I found that switching from default one to other serializers such as Jackson2JsonRedisSerializer supposed to work. After doing this, deserialization phase fails.
pom.xml
    <dependency>
        <groupId>org.springframework.data</groupId>
        <artifactId>spring-data-redis</artifactId>
    </dependency>
    <dependency>
        <groupId>redis.clients</groupId>
        <artifactId>jedis</artifactId>
    </dependency>
CacheConfig.java
@Configuration
@EnableCaching
public class CacheConfig {
    @Bean
    public RedisConnectionFactory createRedisConnectionFactory() {
        JedisConnectionFactory factory = new JedisConnectionFactory();
        factory.setHostName("localhost");
        return factory;
    }
//    SPRING-DATA-REDIS ALREADY PROVIDES A STRING REDIS TEMPLATE, SO THE FOLLOWING IS NOT NECESSARY
//    @Bean
//    public RedisTemplate<String, String> createRedisTemplate(RedisConnectionFactory factory) {
//        RedisTemplate<String, String> redisTemplate = new RedisTemplate<>();
//        redisTemplate.setConnectionFactory(factory);
//        return redisTemplate;
//    }
    @Bean
    public CacheManager redisCacheManager(RedisTemplate redisTemplate) {
        RedisCacheManager cacheManager = new RedisCacheManager(redisTemplate);
        return cacheManager;
    }
}
Is there a way to store them in a pure JSON format and successfully deserialize from it?
add this in your configuration to explicitly set the jackson serializer in redis template.
public @Bean RedisTemplate<Object, Object> redisTemplate(RedisConnectionFactory connectionFactory) {
    RedisTemplate<Object, Object> template = new RedisTemplate<>();
    template.setConnectionFactory(connectionFactory);
    template.setDefaultSerializer(new GenericJackson2JsonRedisSerializer());
    template.setKeySerializer(new StringRedisSerializer());
    template.setHashKeySerializer(new GenericJackson2JsonRedisSerializer());
    template.setValueSerializer(new GenericJackson2JsonRedisSerializer());
    return template;
}
                        As of spring-data-jpa:2.0.2.RELEASE at least, configuring the default redis template does not affect how the @Cacheable annotation family accesses redis.
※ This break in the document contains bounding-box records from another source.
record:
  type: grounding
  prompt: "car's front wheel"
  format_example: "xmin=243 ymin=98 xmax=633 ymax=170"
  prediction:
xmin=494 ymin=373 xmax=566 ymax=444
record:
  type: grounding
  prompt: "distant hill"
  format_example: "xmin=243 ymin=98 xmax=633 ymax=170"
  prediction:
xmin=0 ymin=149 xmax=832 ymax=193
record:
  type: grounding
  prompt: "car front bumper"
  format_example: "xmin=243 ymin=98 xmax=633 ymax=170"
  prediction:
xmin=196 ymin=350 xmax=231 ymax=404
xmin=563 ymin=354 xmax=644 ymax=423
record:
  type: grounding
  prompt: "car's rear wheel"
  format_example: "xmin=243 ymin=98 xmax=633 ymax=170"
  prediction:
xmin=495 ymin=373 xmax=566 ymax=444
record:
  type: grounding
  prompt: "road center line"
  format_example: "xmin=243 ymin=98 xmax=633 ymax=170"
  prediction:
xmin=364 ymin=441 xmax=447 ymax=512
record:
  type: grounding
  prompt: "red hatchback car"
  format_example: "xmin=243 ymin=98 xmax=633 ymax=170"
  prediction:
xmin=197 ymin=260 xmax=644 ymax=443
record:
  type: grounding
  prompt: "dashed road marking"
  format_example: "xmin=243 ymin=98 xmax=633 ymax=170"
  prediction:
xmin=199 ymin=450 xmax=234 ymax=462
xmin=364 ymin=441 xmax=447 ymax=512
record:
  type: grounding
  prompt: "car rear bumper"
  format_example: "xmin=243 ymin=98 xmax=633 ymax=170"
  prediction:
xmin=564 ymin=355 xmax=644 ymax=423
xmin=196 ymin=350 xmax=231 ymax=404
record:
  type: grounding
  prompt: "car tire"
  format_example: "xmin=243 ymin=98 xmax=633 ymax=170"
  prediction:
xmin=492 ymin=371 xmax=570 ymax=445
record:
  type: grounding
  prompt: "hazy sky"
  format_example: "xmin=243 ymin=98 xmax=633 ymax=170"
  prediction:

Anyway, since I'm using a redis template for more than that, it's not something I want to do.
This, however, isolates the configuration for the cache manager and works as expected:
@Configuration
@EnableCaching
public class RedisCacheManagerConfiguration {
    @Autowired
    private RedisConnectionFactory redisConnectionFactory;
    @Bean
    public CacheManager redisCacheManager() {
        RedisSerializationContext.SerializationPair<Object> jsonSerializer = 
         RedisSerializationContext.SerializationPair.fromSerializer(new GenericJackson2JsonRedisSerializer());
         return RedisCacheManager.RedisCacheManagerBuilder
                .fromConnectionFactory(redisConnectionFactory)
                .cacheDefaults(
                    RedisCacheConfiguration.defaultCacheConfig()
                            .entryTtl(Duration.ofDays(1))
                            .serializeValuesWith(jsonSerializer)
                )
                .build();
    }
}
It makes use of the generic Json serializer for Redis (GenericJackson2JsonRedisSerializer).
You can also configure other aspects of the cache manager, such as the time-to-live of the key in redis.